Building Universal FFmpeg Custom Binaries

ByJason Bagley

Published Mon Apr 01 2024

Motivation

I am using a very pared down set of FFMpeg features for a macOS project that I build into a custom library. I had a script set up to configure the build which worked fine on my Intel based MacBook Pro. Then I upgraded to an Apple Silicon MacBookPro and wanted to run natively, or at least see what happened when I did. To build, FFMpeg uses autoconf which produces a makefile that then handles the build.

The simplest thing which could work but didn't

Autoconf supports passing flags for the compiler in the call to configure. I was already passing -arch x86_64 as part of --extra-cflags. Its documentation says that I may provide more than one architecture on macOS. That page notes that this doesn't always work.

Based on that, I tried -arch x86_64 -arch arm64', and as foreshadowed it indeed did not work. Autoconf's compiler tests would fail when trying the x86_64 build with clang. I went through some more permutations of arguments, but in the end I had to do separate builds for each architecture.

Building

I use a build directory rather than calling configure in the top of my FFmpeg working copy and dirtying it up. I am running this from that build dir.

Here is bash psuedocode of my build script:

for arch in x86_64 arm64; do

   rm -rf Makefile config.h ffbuild lib* tests 

    ../configure --cc=clang \
                 --extra-cflags="-arch $arch" \
                 --extra-ldflags="-arch $arch"  \
                 --build_suffix="$install_dir"  \
                 --prefix="path/to/where/I/want/the/libs/to/be/copied/by/make/install" \
                 # other flags for ffmpeg configuration, see '../configure -h' output
    make -j
    make install
done

Looping through the desired architectures, first it cleans the build directory to get rid of the previous architecture output, then configures, building and installing the library.

In the end, you have two sets of library files installed into the path passed with --prefix with the suffixes _x86-64 and _arm64 provided by the --build_suffix argument.

I needed to pass the architecture again with --extra-ldflags to avoid the autoconf compiler test failing. The most basic test for compiler support would fail when an x86_64 .o file couldn't be linked to an arm64 exectuable.

Linking The Universal Libraries

The call to lipo turned out to be simple. The trickier part for me was building the array of names to pass to lipo as input files. I don't remember the last time I used these.

lib_output_dir=<the same path I used as the --prefix argument to configure above>
cd "$lib_output_dir"
for lib_name in <lib names I produced in my build without the file extension, e.g. libavcodec>; do
    input_names=()
    for arch in x86_64 arm64; do
        input_names+=(${lib_name}_{$arch}.a)
    done
    /usr/bin/lipo -create -output ${lib_name}.a ${input_names[*]}
    rm ${input_names}[*]}
done
cd -

It changes to the directory where the first section installed the libraries. Of course, lipo could be run on the libs within the build folder, but my script was already installing them, and I found this more convenient and simple.

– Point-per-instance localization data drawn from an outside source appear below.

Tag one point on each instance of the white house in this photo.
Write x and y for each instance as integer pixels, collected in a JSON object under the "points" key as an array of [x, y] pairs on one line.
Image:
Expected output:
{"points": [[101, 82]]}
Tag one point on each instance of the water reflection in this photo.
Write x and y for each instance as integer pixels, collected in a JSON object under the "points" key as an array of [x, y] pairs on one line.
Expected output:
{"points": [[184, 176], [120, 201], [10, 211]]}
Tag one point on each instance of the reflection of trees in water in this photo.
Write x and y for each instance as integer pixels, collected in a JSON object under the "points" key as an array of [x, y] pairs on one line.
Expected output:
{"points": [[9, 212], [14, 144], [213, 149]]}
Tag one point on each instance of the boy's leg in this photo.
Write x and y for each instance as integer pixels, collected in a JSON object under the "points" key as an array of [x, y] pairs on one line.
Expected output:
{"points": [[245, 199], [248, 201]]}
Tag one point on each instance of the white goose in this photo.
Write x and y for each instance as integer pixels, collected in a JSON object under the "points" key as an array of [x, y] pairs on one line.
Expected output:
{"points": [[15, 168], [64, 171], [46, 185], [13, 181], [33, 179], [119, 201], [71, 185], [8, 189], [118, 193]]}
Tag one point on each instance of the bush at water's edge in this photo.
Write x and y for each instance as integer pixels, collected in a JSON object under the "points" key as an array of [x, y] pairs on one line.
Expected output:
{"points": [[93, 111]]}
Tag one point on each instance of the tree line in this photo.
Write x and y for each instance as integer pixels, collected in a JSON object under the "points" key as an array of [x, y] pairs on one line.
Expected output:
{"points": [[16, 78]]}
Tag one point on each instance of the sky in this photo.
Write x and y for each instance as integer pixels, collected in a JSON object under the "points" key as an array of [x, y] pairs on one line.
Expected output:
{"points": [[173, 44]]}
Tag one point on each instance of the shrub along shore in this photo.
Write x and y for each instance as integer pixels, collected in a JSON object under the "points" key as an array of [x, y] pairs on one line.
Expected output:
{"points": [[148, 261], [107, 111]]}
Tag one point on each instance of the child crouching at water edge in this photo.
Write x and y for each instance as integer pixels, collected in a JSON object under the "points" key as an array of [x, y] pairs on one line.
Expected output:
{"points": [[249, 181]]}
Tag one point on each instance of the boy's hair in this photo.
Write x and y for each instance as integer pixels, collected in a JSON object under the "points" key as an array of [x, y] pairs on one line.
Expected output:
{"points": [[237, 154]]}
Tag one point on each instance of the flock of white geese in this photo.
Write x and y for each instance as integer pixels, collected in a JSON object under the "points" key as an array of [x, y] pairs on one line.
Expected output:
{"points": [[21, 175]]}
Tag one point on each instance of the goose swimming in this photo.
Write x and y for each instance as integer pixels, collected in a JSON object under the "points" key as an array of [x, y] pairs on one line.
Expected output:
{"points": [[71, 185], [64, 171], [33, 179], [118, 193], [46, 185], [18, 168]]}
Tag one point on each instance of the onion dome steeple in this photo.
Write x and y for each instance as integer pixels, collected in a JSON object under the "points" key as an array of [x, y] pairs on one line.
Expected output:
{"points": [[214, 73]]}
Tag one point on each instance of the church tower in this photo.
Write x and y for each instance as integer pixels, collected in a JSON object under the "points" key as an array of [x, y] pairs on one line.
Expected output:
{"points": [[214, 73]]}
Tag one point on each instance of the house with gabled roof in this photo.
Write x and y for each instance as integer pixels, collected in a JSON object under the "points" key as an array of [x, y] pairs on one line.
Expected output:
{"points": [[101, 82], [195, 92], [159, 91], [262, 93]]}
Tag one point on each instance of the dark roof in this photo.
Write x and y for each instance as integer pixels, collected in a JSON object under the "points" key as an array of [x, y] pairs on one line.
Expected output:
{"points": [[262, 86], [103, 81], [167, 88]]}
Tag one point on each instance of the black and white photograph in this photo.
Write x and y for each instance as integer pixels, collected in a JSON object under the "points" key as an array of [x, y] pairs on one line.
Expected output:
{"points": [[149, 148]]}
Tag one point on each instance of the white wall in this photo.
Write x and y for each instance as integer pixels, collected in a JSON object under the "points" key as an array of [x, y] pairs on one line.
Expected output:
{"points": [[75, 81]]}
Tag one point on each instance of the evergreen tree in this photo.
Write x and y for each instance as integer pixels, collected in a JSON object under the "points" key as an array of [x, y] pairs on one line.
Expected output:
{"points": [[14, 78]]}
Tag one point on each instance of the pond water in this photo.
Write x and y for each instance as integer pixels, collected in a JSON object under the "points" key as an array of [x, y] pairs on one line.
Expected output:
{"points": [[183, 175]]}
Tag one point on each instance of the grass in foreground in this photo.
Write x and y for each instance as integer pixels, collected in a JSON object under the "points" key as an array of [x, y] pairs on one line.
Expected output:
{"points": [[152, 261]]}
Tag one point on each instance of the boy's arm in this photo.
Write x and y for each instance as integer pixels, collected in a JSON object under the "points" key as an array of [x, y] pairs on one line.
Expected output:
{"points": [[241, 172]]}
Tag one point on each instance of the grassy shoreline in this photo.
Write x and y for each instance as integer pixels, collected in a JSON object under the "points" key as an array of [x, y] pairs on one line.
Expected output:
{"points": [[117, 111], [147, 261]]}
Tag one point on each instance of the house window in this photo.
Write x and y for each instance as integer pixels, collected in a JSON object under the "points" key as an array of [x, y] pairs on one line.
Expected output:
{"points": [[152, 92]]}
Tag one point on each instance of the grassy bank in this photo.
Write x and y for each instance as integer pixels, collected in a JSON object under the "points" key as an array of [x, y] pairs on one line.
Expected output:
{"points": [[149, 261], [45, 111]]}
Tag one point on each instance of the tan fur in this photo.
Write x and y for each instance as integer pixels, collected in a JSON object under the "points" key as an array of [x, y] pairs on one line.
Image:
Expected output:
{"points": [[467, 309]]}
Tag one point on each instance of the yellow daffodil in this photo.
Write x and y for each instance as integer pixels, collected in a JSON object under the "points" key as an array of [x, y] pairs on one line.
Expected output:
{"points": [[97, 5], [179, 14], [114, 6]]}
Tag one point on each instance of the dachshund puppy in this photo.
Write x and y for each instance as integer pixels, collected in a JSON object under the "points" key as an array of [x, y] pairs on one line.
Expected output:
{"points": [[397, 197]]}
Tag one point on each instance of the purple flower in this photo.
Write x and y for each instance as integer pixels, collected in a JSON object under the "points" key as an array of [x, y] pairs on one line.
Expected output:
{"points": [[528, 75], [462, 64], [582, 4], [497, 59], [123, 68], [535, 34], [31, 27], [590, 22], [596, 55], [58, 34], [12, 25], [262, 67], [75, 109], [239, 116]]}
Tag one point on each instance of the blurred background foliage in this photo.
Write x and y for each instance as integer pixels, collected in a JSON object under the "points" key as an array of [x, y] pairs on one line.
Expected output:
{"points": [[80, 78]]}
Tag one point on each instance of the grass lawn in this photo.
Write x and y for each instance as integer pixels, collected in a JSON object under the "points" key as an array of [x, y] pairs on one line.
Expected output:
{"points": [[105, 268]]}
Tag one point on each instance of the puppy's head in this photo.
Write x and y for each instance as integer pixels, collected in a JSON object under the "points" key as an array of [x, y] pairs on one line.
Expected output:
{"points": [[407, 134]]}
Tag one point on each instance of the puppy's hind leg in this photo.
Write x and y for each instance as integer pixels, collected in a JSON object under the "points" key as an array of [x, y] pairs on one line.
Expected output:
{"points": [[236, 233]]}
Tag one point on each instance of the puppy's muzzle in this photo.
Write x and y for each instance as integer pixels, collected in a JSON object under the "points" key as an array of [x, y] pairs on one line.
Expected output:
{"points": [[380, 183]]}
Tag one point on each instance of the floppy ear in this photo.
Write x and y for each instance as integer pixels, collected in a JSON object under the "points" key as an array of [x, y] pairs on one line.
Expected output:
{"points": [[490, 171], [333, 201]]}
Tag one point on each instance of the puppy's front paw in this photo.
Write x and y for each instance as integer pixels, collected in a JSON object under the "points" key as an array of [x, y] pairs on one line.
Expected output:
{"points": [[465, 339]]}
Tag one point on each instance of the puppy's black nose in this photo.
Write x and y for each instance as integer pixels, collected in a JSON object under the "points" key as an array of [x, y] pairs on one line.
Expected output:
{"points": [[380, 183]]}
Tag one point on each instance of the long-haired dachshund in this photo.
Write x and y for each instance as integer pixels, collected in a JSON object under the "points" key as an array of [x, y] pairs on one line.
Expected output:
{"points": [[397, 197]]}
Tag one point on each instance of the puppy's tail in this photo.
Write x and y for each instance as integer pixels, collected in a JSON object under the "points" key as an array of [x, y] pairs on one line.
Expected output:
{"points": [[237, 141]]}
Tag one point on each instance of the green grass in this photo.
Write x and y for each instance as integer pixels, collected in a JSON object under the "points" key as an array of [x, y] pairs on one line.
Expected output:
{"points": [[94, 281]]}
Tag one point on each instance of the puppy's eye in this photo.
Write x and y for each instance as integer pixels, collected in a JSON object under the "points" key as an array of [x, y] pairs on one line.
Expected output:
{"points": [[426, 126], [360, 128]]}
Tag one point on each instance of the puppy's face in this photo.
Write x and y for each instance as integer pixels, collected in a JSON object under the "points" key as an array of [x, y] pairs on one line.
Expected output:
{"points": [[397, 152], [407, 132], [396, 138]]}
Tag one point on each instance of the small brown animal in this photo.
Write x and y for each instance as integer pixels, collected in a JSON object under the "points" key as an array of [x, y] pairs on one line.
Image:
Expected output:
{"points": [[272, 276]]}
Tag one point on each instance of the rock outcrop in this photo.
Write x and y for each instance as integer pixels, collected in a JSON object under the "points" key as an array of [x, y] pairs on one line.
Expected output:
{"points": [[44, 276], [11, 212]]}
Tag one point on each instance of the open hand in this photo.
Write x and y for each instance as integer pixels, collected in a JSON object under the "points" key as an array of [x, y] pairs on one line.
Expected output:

For each architecture, it builds the array of library filenames, including the architecture suffix of each. That array gives the typical DRY advantages and keeps the invocation of lipo simple.

You can confirm it worked using the file utility. You should see a line for each architecture it its output.

That's it. If you have a better way, or see something I can do better here, let me know.